Наконец он ушел, уселся в свой автомобиль и уехал обратно в "Бристоль", где принимал больных; поискал в списке англичан, проживавших в Вене, фамилию Гревилль. Ничего похожего!
Значит, фамилия ее вовсе не Гревилль! Молодое лицо доктора Уэбба выражало уже меньше энтузиазма и больше скептицизма. Как большинство людей с ограниченным кругозором, он становился подозрителен, как только переставал понимать что-нибудь; на самом деле отсутствие имени Тото в списке объяснялось тем, что она забыла зарегистрироваться.

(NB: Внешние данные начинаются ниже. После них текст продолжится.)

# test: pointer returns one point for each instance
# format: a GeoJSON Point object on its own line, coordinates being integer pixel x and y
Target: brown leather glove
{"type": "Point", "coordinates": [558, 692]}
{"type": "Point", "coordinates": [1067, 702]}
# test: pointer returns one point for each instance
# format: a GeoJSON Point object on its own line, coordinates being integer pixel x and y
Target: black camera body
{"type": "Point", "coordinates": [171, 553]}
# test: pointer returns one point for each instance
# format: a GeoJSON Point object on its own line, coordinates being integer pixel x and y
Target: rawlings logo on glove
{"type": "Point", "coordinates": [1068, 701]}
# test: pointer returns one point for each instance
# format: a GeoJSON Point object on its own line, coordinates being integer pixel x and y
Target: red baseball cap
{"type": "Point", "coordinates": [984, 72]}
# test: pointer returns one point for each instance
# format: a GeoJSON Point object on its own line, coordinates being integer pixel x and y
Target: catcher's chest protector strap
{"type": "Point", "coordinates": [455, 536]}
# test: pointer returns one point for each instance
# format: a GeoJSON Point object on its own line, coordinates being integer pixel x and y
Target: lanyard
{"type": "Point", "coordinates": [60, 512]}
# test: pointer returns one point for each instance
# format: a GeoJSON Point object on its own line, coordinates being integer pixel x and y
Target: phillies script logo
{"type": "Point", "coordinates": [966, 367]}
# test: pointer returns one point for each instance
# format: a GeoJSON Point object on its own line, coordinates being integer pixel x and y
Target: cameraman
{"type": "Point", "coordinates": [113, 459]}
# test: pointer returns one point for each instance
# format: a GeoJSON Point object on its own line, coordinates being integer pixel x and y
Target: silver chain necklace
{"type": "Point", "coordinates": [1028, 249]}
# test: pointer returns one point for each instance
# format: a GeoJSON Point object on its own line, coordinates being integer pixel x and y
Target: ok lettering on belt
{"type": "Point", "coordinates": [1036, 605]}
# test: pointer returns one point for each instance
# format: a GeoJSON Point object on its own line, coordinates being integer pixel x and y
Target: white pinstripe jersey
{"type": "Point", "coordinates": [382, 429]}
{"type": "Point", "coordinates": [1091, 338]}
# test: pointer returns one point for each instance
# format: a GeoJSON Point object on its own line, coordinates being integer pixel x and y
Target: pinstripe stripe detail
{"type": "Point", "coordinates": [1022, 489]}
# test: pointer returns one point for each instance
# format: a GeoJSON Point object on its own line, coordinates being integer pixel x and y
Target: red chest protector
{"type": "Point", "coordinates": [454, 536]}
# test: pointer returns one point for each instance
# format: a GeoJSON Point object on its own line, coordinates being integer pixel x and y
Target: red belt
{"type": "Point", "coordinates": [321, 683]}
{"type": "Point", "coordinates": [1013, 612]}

В оправдание доктора Уэбба, который при следующем визите более укрепился в своих предположениях, надо сказать, что на этот раз он встретил у Скуик Фари, которая, видимо, чувствовала себя там, как дома, и была в самых дружеских отношениях с Тото.
Скуик еще целые годы - если не всегда - пребывала в неведении относительно источника существования Фари, а Тото не больше грудного младенца имела понятие о профессии не столь почтенной, сколь древней; конечно, она знала, что такие вещи "имеют место", но принимала это как факт, над которым задумывалась не больше, чем над вопросом о вечности или о происхождении видов.

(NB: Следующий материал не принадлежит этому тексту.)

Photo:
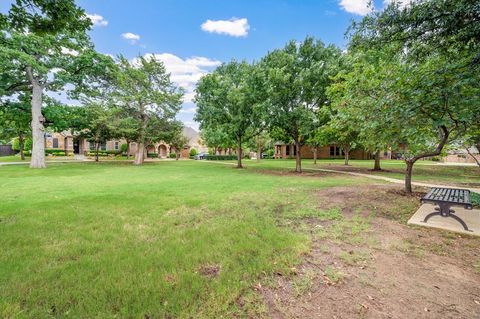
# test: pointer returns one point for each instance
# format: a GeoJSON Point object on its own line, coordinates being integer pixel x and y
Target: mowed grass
{"type": "Point", "coordinates": [424, 171]}
{"type": "Point", "coordinates": [170, 239]}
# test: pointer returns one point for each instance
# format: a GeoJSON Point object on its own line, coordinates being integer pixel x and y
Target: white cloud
{"type": "Point", "coordinates": [360, 7]}
{"type": "Point", "coordinates": [401, 3]}
{"type": "Point", "coordinates": [184, 72]}
{"type": "Point", "coordinates": [69, 51]}
{"type": "Point", "coordinates": [233, 27]}
{"type": "Point", "coordinates": [132, 37]}
{"type": "Point", "coordinates": [97, 20]}
{"type": "Point", "coordinates": [191, 110]}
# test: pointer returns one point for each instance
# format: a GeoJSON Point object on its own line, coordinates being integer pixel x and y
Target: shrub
{"type": "Point", "coordinates": [221, 157]}
{"type": "Point", "coordinates": [114, 152]}
{"type": "Point", "coordinates": [100, 153]}
{"type": "Point", "coordinates": [55, 152]}
{"type": "Point", "coordinates": [27, 144]}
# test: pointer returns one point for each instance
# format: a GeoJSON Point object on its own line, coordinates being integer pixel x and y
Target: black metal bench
{"type": "Point", "coordinates": [445, 198]}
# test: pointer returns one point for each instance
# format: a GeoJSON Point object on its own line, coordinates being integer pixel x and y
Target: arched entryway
{"type": "Point", "coordinates": [162, 151]}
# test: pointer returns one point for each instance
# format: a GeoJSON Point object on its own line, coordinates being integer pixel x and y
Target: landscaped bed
{"type": "Point", "coordinates": [196, 239]}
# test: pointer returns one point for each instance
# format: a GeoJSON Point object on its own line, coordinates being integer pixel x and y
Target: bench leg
{"type": "Point", "coordinates": [458, 219]}
{"type": "Point", "coordinates": [444, 210]}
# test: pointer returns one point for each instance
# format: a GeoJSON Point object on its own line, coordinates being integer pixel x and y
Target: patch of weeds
{"type": "Point", "coordinates": [439, 249]}
{"type": "Point", "coordinates": [324, 249]}
{"type": "Point", "coordinates": [334, 275]}
{"type": "Point", "coordinates": [354, 257]}
{"type": "Point", "coordinates": [475, 198]}
{"type": "Point", "coordinates": [304, 282]}
{"type": "Point", "coordinates": [251, 305]}
{"type": "Point", "coordinates": [348, 230]}
{"type": "Point", "coordinates": [313, 212]}
{"type": "Point", "coordinates": [364, 280]}
{"type": "Point", "coordinates": [409, 248]}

Но доктор Уэбб не отличался ни наивностью неведения Скуик, ни безмятежным принятием вещей Тото.
К тому же он видывал Фари раньше в клубах и дансингах, а наружность у нее была из тех, что не скоро забываются.
Он ушел, на этот раз уверенный, что тут кроется какая-то тайна, даже бедная Скуик уже начинала казаться ему особой сомнительной нравственности.
После его ухода Фари приготовила тосты и намазала их маслом, которое сама принесла; передвинув папироску в уголок рта, она спросила Тото:
- Он уже просил вас назначить день, девочка? Если станет просить, не соглашайтесь.
- Вы спрашиваете, пригласил ли он меня идти с ним куда-нибудь? - отозвалась Тото. - Нет, не приглашал и не станет.
Однако на следующий же день он пригласил и был искренне удивлен, когда Тото сказала:
- Очень, очень благодарю, но не могу.
- Вы хотите сказать, что не умеете танцевать?
Тото засмеялась глазами и ресницами.
- Я всю свою жизнь, кажется, танцевала!
- Но если так...
- Очень вам благодарна, - любезно ответила Тото, - но я, право, не хочу оставлять Скуик.
Уэбб ушел, стараясь забыть ее, и не мог.
- Да что это с вами, черт возьми, происходит? - спросил его ассистент Рейн, - вернее - кто она?
- Кто она, я не знаю! - сердито вспыхнул Уэбб, - а очень хотел бы знать.
- Покажите мне ее; я уж разузнаю, - предложил настойчивый и жизнерадостный Рейн, - держу пари на пять фунтов, через полчаса я буду знать все, что ее касается. Вы слишком робки, Макс, друг мой! С теперешними девицами надо обращаться круто. Они это любят.
На другой день он гулял с Уэббом по Пратеру, когда Тото и Фари прошли мимо.
Уэбб покраснел до корней волос и приподнял шляпу; Рейн смотрел во все глаза.
- Однако! - разразился он. - Стоило так церемониться с этой маленькой особой! Но, правду сказать, малютка - настоящий персик! Кто она такая? Национальности какой? Держу пари на доллар, что американка. Какие щиколотки - совсем точеные! Да и вся она - как выточенная статуэтка! Не правда ли?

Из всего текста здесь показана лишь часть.